Rouse May 31, 2013 at 22:10

Atomic operations

Just the other day they asked me a question.

And why do you need the LOCK prefix, or its analogue InterlockedDecrement when calling the _LStrClr procedure from the System module. This procedure decrements the link reference counter of the line and when it is reset, it frees the memory previously occupied by the line.

The essence of the question was this: it is almost impossible to imagine a situation where a string will lose refs simultaneously from two threads, and therefore the atomic operation in this case is redundant.

In principle, the premise is interesting, but ...

But we pass the string to the thread class.
This at least leads to an increase in refCnt, and therefore we can “get” to MemLeak if atomic operations were not used when decrementing the reference counter.
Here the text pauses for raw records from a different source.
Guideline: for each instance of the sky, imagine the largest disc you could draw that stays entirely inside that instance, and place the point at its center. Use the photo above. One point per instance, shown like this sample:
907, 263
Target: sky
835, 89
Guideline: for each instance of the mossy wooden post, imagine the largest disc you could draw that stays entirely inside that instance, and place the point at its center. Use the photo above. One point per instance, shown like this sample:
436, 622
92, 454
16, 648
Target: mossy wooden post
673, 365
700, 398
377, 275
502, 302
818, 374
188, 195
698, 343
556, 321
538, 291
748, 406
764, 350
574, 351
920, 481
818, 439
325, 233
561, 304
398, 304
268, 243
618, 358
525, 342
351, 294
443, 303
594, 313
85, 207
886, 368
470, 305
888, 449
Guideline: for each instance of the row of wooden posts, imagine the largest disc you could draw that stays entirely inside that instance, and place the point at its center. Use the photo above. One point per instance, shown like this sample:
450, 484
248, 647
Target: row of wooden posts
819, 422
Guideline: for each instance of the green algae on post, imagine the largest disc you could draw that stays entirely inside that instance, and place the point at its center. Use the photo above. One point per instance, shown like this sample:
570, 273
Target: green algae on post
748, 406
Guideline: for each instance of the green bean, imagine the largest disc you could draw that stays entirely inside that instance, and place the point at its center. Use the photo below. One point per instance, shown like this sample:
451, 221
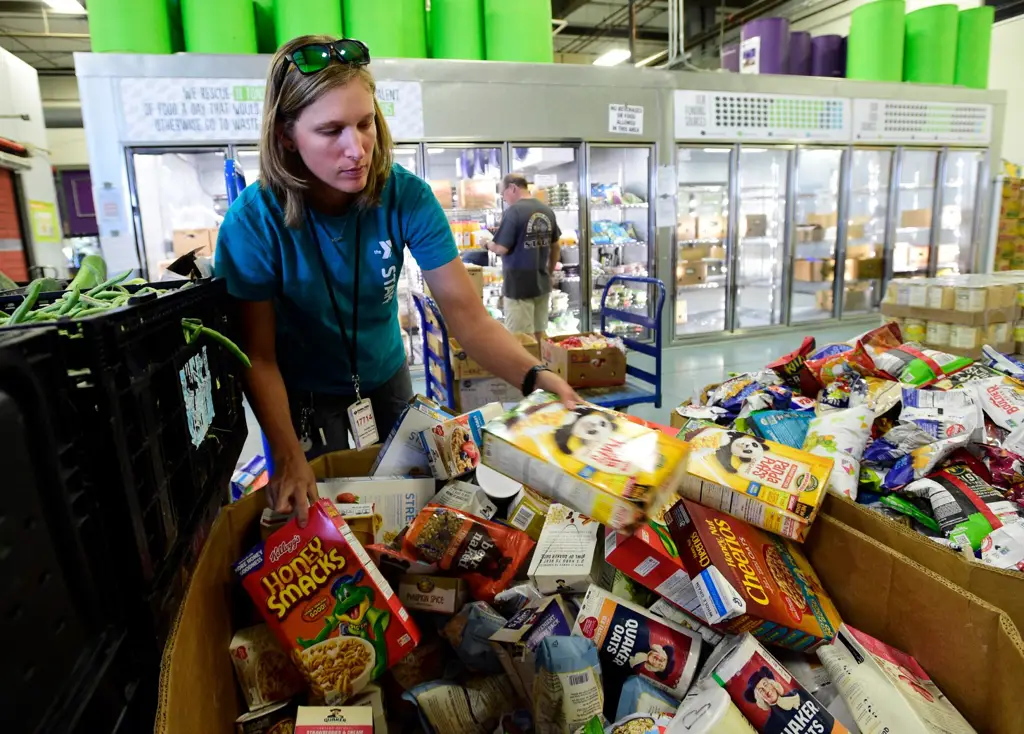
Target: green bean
30, 300
108, 285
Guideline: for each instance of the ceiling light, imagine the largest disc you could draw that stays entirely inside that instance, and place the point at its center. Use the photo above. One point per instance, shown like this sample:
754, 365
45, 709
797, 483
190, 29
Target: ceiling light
69, 6
612, 57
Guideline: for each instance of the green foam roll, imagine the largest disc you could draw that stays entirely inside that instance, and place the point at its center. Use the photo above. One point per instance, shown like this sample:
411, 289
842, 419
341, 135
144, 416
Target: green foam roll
266, 42
130, 26
875, 49
930, 56
974, 46
306, 17
224, 27
457, 30
392, 29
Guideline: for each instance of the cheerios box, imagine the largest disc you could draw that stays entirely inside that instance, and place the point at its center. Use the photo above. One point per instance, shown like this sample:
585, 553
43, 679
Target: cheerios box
330, 607
590, 459
747, 579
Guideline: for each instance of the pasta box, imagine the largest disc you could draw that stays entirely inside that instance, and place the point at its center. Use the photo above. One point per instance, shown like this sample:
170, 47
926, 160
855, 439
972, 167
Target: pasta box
582, 366
747, 579
330, 607
589, 459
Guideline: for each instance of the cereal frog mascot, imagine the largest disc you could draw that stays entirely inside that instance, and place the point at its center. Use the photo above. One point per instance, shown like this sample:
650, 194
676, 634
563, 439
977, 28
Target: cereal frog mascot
353, 613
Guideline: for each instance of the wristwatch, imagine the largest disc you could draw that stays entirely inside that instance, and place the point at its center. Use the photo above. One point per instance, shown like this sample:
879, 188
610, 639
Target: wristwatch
529, 382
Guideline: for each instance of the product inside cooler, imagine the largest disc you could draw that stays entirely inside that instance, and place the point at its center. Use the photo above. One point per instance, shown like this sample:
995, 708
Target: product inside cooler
634, 577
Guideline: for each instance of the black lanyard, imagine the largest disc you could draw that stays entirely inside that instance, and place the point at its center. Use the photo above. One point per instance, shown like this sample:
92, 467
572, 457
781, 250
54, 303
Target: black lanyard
351, 345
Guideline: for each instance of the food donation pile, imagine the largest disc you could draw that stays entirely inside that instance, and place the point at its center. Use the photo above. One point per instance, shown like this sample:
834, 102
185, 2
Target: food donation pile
640, 578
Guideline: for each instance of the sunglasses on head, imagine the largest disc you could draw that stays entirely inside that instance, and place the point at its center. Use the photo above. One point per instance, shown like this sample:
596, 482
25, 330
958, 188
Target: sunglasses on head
315, 57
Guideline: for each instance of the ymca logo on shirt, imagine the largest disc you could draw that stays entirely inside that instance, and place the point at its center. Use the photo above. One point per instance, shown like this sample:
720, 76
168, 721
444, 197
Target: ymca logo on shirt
388, 272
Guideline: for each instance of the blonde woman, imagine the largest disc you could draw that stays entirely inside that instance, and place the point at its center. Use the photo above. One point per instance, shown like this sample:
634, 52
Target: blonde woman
313, 252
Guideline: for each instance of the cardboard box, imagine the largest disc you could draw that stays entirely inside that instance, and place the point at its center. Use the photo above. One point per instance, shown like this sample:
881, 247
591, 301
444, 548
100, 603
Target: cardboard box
876, 589
465, 368
566, 558
585, 368
203, 241
434, 594
915, 218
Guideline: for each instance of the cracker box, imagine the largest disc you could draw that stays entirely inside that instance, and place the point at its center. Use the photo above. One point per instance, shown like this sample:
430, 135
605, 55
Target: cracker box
751, 580
265, 673
631, 641
402, 452
566, 557
430, 593
328, 604
766, 693
589, 459
772, 485
453, 446
396, 500
334, 720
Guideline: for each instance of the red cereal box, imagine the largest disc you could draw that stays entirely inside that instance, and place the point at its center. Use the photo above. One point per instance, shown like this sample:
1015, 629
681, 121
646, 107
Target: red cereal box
326, 601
This demonstrates the _LStrClr code:

procedure _LStrClr(var S);
{$IFDEF PUREPASCAL}
var
  P: PStrRec;
begin
  if Pointer(S) <> nil then
  begin
    P := Pointer(Integer(S) - Sizeof(StrRec));
    Pointer(S) := nil;
    if P.refCnt > 0 then
      if InterlockedDecrement(P.refCnt) = 0 then
        FreeMem(P);
  end;
end;
{$ELSE}
asm
        { ->    EAX pointer to str      }
        MOV     EDX,[EAX]                       { fetch str                     }
        TEST    EDX,EDX                         { if nil, nothing to do         }
        JE      @@done
        MOV     dword ptr [EAX],0               { clear str                     }
        MOV     ECX,[EDX-skew].StrRec.refCnt    { fetch refCnt                  }
        DEC     ECX                             { if < 0: literal str           }
        JL      @@done
   LOCK DEC     [EDX-skew].StrRec.refCnt        { threadsafe dec refCount       }
        JNE     @@done
        PUSH    EAX
        LEA     EAX,[EDX-skew].StrRec.refCnt    { if refCnt now zero, deallocate}
        CALL    _FreeMem
        POP     EAX
@@done:
end;
{$ENDIF}

In the case of using a non-atomic decrement, the JNE instruction has a huge chance of being executed incorrectly. (And it really will not be executed correctly if you remove the LOCK prefix).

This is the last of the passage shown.